I may say that I haven’t put much effort to kill myself because I know how much my mother loves me and I’d hate to disappoint her or make her suffer because of selfish act of mine! And also Jessica! The girl above! She also loves me, very much though and I don’t intend to make her feel like it was her fault! No! That’s not good! Although it is! At least a little.
I’m always thinking of new ways to make it look like it was an accident. But I really want it to look like an accident. That means I won’t throw myself in front of a car or under the tires of a passing truck, that would be too obvious! Maybe I was walking on the streets, listening to my music and, all of sudden, a “wild” car appears and hits me pretty well! That’s just one possible way, there’s plenty more out there! Like if I woke up in the middle of the night from a nightmare and I trip on something and land my head on the wall or something on the ground! What a misfortune! “Poor unlucky guy!”. I could drive recklessy and hope to hit something that would kill me but that’s not a way! No, I don’t want to involve other people! They have nothing to do with this! This is my problem!
And I had to put it out somewhere!

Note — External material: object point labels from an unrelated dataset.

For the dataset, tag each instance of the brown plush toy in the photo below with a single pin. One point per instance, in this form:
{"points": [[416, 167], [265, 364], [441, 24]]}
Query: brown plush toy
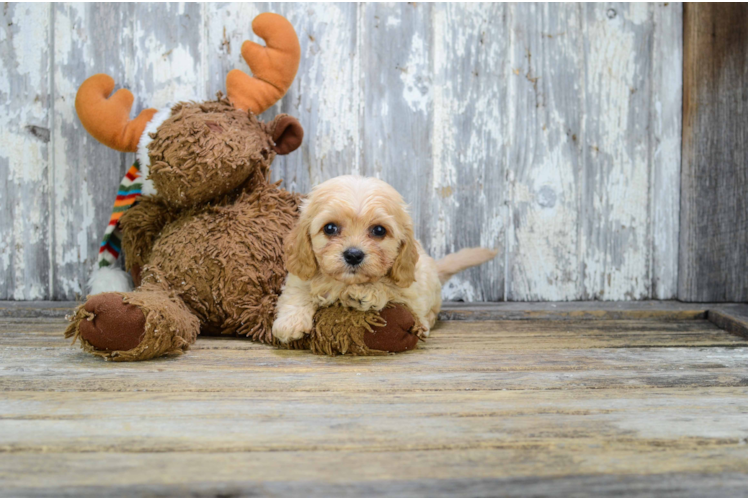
{"points": [[205, 241]]}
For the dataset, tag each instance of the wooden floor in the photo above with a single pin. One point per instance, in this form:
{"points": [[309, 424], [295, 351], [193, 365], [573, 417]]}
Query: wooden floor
{"points": [[579, 401]]}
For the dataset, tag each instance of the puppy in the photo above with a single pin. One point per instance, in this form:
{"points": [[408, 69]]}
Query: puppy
{"points": [[354, 243]]}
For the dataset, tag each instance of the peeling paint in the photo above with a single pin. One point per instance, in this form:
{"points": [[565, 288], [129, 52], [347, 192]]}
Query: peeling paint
{"points": [[548, 131]]}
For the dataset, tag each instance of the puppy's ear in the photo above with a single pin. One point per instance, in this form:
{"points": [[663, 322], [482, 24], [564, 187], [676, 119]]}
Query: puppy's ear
{"points": [[403, 271], [300, 258]]}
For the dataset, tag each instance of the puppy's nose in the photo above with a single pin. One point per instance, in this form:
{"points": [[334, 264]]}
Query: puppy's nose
{"points": [[354, 256]]}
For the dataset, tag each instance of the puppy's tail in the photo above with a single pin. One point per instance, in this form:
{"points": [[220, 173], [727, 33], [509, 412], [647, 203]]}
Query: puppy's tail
{"points": [[459, 261]]}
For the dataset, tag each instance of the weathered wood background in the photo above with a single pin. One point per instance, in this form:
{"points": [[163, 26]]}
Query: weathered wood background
{"points": [[549, 131]]}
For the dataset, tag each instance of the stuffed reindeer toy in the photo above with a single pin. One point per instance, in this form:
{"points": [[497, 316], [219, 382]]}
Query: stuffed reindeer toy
{"points": [[204, 241]]}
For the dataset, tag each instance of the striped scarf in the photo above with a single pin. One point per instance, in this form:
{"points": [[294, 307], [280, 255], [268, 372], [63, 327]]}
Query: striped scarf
{"points": [[127, 195]]}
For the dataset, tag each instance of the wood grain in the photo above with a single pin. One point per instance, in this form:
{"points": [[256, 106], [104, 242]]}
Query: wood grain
{"points": [[26, 171], [714, 210], [588, 407], [547, 131]]}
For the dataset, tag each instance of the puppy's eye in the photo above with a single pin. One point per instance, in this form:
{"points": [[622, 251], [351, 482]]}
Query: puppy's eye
{"points": [[330, 229]]}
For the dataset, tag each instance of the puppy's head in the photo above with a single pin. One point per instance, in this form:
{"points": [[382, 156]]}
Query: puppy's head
{"points": [[354, 230]]}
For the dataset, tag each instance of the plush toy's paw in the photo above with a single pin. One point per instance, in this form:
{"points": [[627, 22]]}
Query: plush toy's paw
{"points": [[344, 330], [134, 326], [114, 325], [293, 326], [397, 335]]}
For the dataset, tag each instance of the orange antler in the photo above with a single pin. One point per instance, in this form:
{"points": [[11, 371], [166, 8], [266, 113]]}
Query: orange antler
{"points": [[106, 118], [274, 66]]}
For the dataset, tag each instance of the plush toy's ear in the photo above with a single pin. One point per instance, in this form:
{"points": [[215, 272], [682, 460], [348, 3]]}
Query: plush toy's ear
{"points": [[287, 134], [300, 258], [106, 118], [403, 271]]}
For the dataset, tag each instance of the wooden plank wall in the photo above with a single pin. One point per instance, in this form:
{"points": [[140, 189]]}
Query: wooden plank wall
{"points": [[549, 131], [714, 208]]}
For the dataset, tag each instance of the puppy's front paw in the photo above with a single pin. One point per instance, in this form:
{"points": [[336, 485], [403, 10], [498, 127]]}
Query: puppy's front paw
{"points": [[288, 327]]}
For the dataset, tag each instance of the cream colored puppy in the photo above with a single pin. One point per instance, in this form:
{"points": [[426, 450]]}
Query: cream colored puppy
{"points": [[354, 243]]}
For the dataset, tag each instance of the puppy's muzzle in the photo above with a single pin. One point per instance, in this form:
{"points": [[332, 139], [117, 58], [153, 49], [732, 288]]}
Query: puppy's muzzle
{"points": [[353, 256]]}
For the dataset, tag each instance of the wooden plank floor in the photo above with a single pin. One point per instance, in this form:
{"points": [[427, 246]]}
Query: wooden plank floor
{"points": [[560, 407]]}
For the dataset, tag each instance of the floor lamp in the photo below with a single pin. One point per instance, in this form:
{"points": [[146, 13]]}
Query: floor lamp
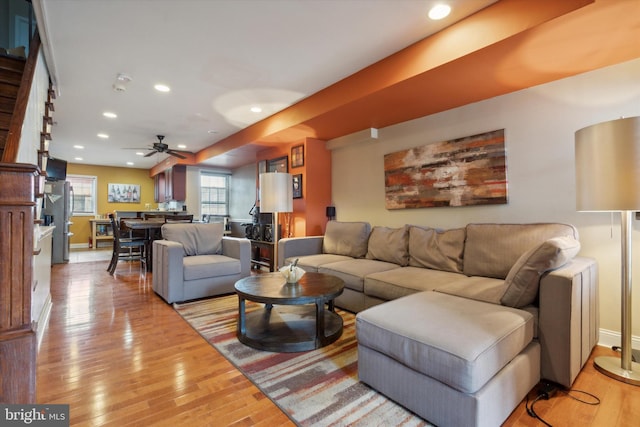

And I chose to do it here. Feeling much better now!
3 comments
It seems like perhaps you might be fighting over things that you might not need to fight about… especially at 250km. If a lot of your fights are similar to the one that resulted from her disrespecting a friend, then it comes down to picking your battles. She has her opinions and, in a friendship or relationship, she’ll probably share those opinions. I’m not sure fighting about it across the kilometers will result in anything other than what it’s resulted in… distance. Sometimes, just agree to disagree. If you truly love her, then you’ll need to accept her. I’m not saying her opinions are right/wrong or what she said was right/wrong… I’m just focusing on what’s created the wedge.
I’m glad you survived the attempt… and I hope things get to a point where you stop hurting yourself. Something I’ve been trying to do myself is re-channel my energy… to turn some of the energy into figuring out how to fix things that need fixing. Otherwise, I’ve squandered another opportunity to take care of the problem… and I’ve squandered far too many opportunities already.
Sometimes getting it out of you really helps… and I’m glad you feel better. This is a good place for posting your thoughts and feelings.
Hey! Thank you for your reply and for your nice words!
I agree that I must accept her “as is” if I want to be with her but I didn’t said that she’s demanding changes from me! I’ve asked that same question to myself “If she loves me, shouldn’t she accept the way I am?” I really don’t mind changes, as long as those changes improve something, but she’s not willing to change anything! >:(
If she is unwilling to compromise to improve your relationship the wise thing would be to end it.
Or stay and deal with the ups and downs.
Arguments and fights have no place in any relationship.
The problem is so many of us lack emotional control that we feel like they should be.
And you already seem to realize that your death would really be a bad thing because you do not want to hurt the people that love you. Even if you made it look accidental, in those last moments you would know and would probably want to stay but it would be too late.
Maybe you and Jessica could both try counseling together and apart.